Friday, Oct 8, 2021
The Rider program comprises 27 graduate-level credits hours
by Keith Fernbach
Rider University has received approval from the state of New Jersey to begin offering offer an alternate route teaching certificate.
The program is intended for individuals who are transitioning into the teaching profession and have a bachelor’s degree or higher but have not completed a formal teacher preparation program. To be eligible, they must hold an Instructional Certificate of Eligibility (CE) and have been provisionally hired by a New Jersey public school district to teach in their intended area of certification.
The Rider program comprises 27 graduate-level credits hours and can be completed in the two years prescribed by New Jersey Department of Education. It offers a combination of online and on-campus courses, and is designed to accommodate candidates who are working full time in their teaching jobs while attending evening classes part time.
All of the credits from the alternate route program can be applied to Rider’s 30-credit Master of Arts in Teaching (MAT) program, which means that candidates who successfully complete the certificate will only need to take one additional three-credit course to earn their master’s degree.
Dr. Kathleen Pierce, the director of Rider’s MAT and Post-Baccalaureate Teacher Certification programs, is also heading up the new Alternate Route Teaching Certificate program. She says candidates pursuing this option face a unique set of challenges, and the Rider program has been set up to help them succeed.
“It’s difficult to transition careers, especially in a very complex field like teaching,” says Pierce. “Alternate route candidates have a very hectic school day. They are learning on the job, which can be intellectually, physically and emotionally demanding. Our teacher preparation courses help candidates process what they’re experiencing and give them the chance to learn alongside other adults who are also transitioning from other fields of employment.”
Pierce explains that this is done in several ways. The first is through the program’s introductory course, called "Reflection and Mentoring in Professional Teaching Practice." She describes it as a seminar where students work one-on-one with a faculty member to become better acclimated to the world of teaching.

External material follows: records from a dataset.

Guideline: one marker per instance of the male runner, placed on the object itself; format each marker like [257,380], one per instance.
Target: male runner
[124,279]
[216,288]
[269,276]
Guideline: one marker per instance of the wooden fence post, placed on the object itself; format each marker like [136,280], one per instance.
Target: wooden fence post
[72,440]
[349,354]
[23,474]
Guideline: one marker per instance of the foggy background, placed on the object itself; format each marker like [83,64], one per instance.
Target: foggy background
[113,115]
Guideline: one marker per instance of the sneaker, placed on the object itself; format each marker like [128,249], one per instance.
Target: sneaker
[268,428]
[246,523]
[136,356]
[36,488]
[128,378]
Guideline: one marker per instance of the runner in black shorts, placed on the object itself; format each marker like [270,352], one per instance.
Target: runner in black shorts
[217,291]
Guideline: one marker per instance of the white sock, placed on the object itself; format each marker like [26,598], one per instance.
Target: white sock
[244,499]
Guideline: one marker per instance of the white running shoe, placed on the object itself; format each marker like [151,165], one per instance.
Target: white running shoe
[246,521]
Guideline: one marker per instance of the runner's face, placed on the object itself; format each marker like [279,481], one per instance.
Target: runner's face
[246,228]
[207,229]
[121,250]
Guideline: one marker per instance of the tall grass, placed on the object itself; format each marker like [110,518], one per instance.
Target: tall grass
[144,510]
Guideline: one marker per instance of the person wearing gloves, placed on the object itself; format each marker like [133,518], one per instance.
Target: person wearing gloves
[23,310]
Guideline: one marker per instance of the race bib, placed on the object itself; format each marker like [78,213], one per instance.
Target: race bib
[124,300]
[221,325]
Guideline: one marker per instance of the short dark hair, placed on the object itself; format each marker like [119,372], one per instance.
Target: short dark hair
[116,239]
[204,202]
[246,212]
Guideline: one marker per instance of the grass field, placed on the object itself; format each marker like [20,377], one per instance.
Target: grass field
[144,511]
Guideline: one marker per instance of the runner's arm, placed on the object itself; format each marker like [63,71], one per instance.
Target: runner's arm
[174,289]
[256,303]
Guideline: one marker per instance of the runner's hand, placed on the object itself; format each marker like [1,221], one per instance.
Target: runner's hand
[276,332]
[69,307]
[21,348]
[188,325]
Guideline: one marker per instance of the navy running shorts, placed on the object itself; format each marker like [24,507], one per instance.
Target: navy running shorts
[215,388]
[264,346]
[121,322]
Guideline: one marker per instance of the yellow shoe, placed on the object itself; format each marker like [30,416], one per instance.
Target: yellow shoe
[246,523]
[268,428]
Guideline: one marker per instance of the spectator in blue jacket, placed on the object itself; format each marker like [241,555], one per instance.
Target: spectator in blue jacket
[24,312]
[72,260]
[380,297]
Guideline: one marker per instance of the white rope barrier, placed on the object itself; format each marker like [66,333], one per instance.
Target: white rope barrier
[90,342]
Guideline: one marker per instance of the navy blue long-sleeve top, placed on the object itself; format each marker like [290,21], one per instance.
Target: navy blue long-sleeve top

“It’s really a professional acculturation course for candidates to reflect on what occurs in their classrooms relative to what current research and literature say about teaching practice,” she says. It covers topics including classroom management, teacher identity and diversity, teaching and learning, asking for feedback, and working with mentors.
After completing the introductory course, the alternate route candidates begin taking courses alongside students who are candidates in Rider’s Post-Baccalaureate Teacher Certificate program. Pierce says integrating the classes provides an invaluable benefit.
“In other alternate route programs, candidates get on-the-job experience during the day, and then they tend to take their teacher preparation courses in isolation,” she says. “There is no isolation with Rider. Candidates have the opportunity to work, laugh, and learn with an adult peer group, all of whom are career changers and working toward teacher certification.”
Since many of the post-baccalaureate students are employed in school districts in roles such as aides, paraprofessionals, and substitute teachers, they also provide a valuable perspective that they can share with their classmates.
“They can discuss strategies for designing a curriculum or implementing assessments, and they can also commiserate about common struggles. Our program is really a fertile place for professional induction because you have this built in support system and opportunities for useful and informed discussion—guided by experienced faculty and candidates’ own experiences in various communities, school systems, and grade levels.”
Coursework is designed for students to enhance their overall preparation in teaching and learning, and offers a path to certification in a wide range of subject areas, such as art, business education, dance, ESL, health and physical education, sciences, elementary K-6, English language arts, mathematics, early childhood P-3, social studies, theater, music, and world languages.
The alternate route program also includes a seminar held in conjunction with Rider’s Office of Field Placement and State Certification to help prepare teacher certification candidates for the edTPA, the performance assessment that’s required for candidates to receive their certification.